Auditing regional auditors
BRIDGETOWN, Barbados, November 20, 2008 - A move by the Institute of Chartered Accountants of the Caribbean (ICAC) to monitor the quality of financial audits provided by its members across the region is being supported by accounting regulators in Barbados.
Andrew Brathwaite, Vice President of the Institute of Chartered Accountants of Barbados (ICAB), admitted the profession had “taken a beating” from a number of high profile corporate and audit failures outside of the region and the ICAC initiative was a positive step toward increasing public confidence in the quality of audits and financial reporting.
Under the scheme, all members of the accounting Institutes in Barbados, Guyana and Trinidad and Tobago who perform audits will be subject to at least one monitoring visit over a six year period starting in 2009. This visit will involve an examination of the quality control policies and procedures of a member or firm as well as an examination of a number of completed audits. The Institute of Chartered Accountants of Jamaica is also planning to join the scheme.
Mr Brathwaite added that the ICAB, which is the body legally mandated to regulate accounting professionals in Barbados, would ensure that the practice monitoring scheme was carried out on the island.
He added that the institute was also placing strong emphasis on ensuring that its members kept up with developing trends and practices through its continuing professional education (CPE) programme, of which a major activity was their upcoming annual conference.
The 15th annual ICAB conference will be held tomorrow under the theme, ‘Beyond the Numbers – Developing Strategies to Achieve Transparency, Accountability and Good Governance’.
This year’s event will bring together over 130 accounting professionals to explore those influences that have far reaching implications for financial systems across the board and will present a line-up of legal, tax and financial experts who will offer participants insight into issues surrounding the accounting profession as it faces some of its most challenging times.
Among the scheduled speakers are University of the West Indies Law Lecturer Jeff Cumberbatch who will look at the topical issue of the legal rights accorded to those ‘whistle blowers’ who expose criminal and immoral wrongdoings by their companies; anti-money laundering and fraud expert Everett Colby, CGA, principal with Canadian accounting firm Colby McGeachy PC, with an examination of the link between accounting and financial risk management; and corporate practitioner Dr Grenville Phillips who will bring close to 30 years of experience to bear on the issue of corporate governance in the context of Barbadian and Caribbean legislation.

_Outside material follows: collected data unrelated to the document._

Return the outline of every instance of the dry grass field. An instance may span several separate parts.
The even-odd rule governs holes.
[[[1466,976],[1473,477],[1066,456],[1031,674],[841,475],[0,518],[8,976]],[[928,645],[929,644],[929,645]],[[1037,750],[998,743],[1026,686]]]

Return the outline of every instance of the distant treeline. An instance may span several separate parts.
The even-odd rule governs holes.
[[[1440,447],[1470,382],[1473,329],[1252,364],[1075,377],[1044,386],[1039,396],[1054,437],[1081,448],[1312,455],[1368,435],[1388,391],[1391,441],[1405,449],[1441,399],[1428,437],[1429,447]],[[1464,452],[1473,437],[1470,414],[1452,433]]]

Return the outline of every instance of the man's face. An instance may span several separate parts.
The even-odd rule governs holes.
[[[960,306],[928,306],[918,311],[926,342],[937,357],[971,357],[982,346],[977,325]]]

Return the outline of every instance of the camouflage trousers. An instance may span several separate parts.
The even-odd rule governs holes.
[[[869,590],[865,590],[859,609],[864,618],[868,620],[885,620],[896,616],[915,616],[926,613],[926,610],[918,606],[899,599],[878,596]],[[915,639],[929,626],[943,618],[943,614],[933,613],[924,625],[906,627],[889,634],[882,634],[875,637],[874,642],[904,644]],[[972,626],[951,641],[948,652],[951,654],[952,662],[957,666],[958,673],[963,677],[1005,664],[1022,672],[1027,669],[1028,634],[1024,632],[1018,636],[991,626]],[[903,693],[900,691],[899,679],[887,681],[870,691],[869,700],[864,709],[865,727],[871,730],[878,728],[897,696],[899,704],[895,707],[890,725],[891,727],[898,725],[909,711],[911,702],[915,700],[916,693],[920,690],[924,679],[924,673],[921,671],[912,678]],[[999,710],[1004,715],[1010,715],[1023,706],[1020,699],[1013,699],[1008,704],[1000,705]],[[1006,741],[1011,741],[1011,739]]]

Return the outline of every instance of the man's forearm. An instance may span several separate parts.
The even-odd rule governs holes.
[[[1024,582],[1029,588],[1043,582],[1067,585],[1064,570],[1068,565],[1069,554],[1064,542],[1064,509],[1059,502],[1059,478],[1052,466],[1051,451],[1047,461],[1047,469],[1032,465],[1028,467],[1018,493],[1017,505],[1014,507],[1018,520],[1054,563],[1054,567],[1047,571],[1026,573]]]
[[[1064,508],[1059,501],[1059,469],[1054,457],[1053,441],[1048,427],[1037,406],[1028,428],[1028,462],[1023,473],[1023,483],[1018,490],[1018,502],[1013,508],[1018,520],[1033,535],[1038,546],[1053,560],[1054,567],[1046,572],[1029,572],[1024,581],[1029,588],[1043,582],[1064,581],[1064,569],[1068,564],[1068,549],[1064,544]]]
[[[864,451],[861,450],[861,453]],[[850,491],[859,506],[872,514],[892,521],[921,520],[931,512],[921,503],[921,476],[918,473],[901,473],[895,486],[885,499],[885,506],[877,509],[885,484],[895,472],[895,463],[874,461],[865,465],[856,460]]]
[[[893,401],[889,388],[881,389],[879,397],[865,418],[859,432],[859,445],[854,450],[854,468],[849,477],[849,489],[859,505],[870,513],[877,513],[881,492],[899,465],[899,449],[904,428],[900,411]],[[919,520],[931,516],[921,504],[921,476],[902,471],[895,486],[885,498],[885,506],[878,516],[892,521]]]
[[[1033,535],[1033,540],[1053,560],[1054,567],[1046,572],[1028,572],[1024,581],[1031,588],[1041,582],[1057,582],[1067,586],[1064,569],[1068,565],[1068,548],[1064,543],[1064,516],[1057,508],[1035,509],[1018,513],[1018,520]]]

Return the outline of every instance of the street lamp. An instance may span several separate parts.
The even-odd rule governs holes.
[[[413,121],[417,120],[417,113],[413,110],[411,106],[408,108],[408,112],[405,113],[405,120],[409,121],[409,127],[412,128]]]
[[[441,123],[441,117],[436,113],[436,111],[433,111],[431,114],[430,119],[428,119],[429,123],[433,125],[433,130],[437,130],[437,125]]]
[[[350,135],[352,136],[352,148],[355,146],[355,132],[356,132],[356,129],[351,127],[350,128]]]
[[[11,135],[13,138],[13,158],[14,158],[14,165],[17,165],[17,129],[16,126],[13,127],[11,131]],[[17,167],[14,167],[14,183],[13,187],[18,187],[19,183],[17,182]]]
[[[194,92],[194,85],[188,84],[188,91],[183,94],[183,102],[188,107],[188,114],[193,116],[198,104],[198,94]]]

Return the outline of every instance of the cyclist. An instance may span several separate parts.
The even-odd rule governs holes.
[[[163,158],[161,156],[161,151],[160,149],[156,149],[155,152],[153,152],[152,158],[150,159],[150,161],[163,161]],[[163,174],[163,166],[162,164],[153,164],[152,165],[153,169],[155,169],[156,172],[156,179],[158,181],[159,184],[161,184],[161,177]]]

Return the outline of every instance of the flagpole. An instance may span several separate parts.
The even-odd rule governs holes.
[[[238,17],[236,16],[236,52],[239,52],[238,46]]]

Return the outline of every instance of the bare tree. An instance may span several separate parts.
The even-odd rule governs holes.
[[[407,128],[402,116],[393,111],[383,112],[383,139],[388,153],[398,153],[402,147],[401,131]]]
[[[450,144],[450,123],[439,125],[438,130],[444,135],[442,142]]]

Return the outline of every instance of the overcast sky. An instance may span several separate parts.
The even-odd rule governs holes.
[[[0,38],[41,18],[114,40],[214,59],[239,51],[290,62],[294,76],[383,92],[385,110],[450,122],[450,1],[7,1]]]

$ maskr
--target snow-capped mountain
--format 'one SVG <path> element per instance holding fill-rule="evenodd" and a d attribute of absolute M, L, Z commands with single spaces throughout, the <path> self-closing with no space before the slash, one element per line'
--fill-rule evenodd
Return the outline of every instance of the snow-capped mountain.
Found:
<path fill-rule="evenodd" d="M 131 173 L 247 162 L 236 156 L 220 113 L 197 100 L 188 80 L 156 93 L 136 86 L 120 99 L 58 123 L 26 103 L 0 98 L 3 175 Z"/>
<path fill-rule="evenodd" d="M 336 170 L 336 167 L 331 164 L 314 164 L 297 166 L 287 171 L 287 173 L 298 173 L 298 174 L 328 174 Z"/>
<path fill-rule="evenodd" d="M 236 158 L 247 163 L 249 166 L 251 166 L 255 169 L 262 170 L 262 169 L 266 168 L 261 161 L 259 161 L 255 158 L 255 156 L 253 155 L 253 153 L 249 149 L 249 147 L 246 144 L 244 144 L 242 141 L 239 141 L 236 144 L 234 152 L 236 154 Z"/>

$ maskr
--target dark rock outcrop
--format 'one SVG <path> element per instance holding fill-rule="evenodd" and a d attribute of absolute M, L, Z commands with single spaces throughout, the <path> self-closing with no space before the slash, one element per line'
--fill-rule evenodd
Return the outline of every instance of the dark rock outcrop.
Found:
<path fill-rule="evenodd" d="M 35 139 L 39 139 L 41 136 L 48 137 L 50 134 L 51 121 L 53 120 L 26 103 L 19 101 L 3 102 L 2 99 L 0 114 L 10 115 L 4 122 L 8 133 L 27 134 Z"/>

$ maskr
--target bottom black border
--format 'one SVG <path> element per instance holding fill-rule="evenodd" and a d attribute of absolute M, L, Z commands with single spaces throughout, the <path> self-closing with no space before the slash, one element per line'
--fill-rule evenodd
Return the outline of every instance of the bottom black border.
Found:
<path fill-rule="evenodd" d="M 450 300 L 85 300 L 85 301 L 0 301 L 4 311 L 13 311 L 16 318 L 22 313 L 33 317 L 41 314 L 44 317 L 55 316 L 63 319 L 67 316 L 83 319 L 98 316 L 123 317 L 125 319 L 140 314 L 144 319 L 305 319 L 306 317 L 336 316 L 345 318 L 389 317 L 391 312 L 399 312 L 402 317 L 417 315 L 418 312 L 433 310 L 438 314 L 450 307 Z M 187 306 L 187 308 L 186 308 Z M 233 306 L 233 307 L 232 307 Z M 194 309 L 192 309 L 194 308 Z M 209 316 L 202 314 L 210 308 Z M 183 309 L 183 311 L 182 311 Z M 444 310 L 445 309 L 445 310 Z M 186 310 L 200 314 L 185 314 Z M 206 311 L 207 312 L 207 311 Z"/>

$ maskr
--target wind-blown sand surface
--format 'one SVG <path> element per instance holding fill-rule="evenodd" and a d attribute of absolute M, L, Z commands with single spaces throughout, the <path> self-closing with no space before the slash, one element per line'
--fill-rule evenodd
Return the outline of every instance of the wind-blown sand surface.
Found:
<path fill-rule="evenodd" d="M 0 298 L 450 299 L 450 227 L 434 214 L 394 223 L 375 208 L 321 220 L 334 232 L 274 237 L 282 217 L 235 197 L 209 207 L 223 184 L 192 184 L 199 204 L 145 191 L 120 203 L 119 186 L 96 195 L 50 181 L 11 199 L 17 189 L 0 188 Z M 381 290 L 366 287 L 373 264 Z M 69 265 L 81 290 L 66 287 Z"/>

The public sector will also be represented at the conference by Barbados’ Accountant General Margaret Sivers, who will outline government’s ongoing reform of its accounting practices as she tackles the topic of public accountability; and Veronica Savory, a professional accountant trained in the areas of auditing and taxation services, who will provide a demonstration on the Department of Inland Revenue’s new eFiling platform, which rolls out on January 2, 2009.